Sure, world class skiing is available in the East; just not as frequent as what's available out west.


----------



## bdfreetuna (Aug 29, 2016)

I've had days at Berkshire East that were "world class skiing".

But if you want to be serious about it I think Sugarloaf, Sugarbush/MRG, Stowe, Killington, Whiteface, Jay are pretty ser biz when it's full on / good conditions.

Above treeline / alpine skiing is more rare here. Technical hardwoods tree skiing is more rare in other places. It's all good. Beautiful country we live in with huge variety. You won't find something like Breckenridge out here and you won't find something like Saddleback or Smuggs out west. Totally different experience, we're lucky to live in such a vast country with all this snowy geography and opportunity.


----------



## dlague (Aug 29, 2016)

Don't get me wrong, I have skied New England all of my life and have enjoyed it 100%.  I have also skied the Alps where places were really wide open and enjoyed that too.  I skied in Southern CA which reminded me of New England. 

However, I have always wanted to live in CO - just like the vibe from hear say.  I have a job that can be located just about anywhere so I took advantage of it.  Not because I am bored with New England but more out of interest.  Now that I am in CO, I have hiked more than ever - no black flies, mosquitos, ticks etc.  Did not hike much for that reason back east. Also hardly any humidity, people are super friendly, views are crazy good, there is boat loads to do.  We have been more active than ever.  Even lost about 12 pounds,

Now, our family is all in NE and that is hard.  Do miss the ocean somewhat but like the west coast more which is a quick flight on the weekend.  New England has a denser resort distribution than most places in the US which provides great opportunity for beginners with so many feeder hills and the are plenty of other ski areas for everyone else.

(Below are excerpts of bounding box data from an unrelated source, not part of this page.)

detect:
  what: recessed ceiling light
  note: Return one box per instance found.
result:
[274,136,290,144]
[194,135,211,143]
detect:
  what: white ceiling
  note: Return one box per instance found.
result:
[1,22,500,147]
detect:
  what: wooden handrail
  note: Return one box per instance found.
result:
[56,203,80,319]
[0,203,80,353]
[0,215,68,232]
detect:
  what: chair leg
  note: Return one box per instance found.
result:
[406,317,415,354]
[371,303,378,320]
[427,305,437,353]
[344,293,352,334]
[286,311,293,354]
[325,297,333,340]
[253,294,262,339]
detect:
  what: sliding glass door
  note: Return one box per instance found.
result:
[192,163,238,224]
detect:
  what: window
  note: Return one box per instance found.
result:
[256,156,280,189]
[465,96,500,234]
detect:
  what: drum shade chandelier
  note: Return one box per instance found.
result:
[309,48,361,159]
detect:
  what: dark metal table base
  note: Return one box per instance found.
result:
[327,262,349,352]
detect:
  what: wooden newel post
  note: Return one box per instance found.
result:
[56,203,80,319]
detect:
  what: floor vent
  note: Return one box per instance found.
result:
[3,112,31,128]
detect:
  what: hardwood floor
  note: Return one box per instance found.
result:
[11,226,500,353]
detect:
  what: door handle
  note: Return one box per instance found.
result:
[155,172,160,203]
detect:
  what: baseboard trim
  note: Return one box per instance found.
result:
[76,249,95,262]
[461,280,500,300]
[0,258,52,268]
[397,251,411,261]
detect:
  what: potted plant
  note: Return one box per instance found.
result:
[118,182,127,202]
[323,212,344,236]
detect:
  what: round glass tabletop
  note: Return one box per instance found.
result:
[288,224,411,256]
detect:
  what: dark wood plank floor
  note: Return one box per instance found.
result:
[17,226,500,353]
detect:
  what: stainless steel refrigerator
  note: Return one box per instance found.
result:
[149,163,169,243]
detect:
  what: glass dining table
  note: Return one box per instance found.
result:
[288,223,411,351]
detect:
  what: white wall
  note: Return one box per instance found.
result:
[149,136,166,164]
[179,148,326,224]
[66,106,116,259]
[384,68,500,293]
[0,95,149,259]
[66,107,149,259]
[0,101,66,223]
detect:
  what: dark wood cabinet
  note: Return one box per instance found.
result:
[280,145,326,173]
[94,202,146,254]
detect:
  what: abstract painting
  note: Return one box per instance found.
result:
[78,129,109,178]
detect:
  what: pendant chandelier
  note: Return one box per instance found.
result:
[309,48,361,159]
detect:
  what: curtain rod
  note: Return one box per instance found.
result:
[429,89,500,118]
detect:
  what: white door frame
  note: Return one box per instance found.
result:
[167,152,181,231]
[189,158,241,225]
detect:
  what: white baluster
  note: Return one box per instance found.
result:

From a skiing perspective there are trees to ski that equal that of New England IMO and I only have skied 4 places here and have a total of 16 days in.  I think the best is yet to come.  Having skied here I think the snow is far superior due to more natural.  Heck Loveland stops making snow in November so the base never gets messed up.  What I find lacking here are the sub 400 acre places.  Also limited routes to the ski areas can be an issue but the locals have strategies.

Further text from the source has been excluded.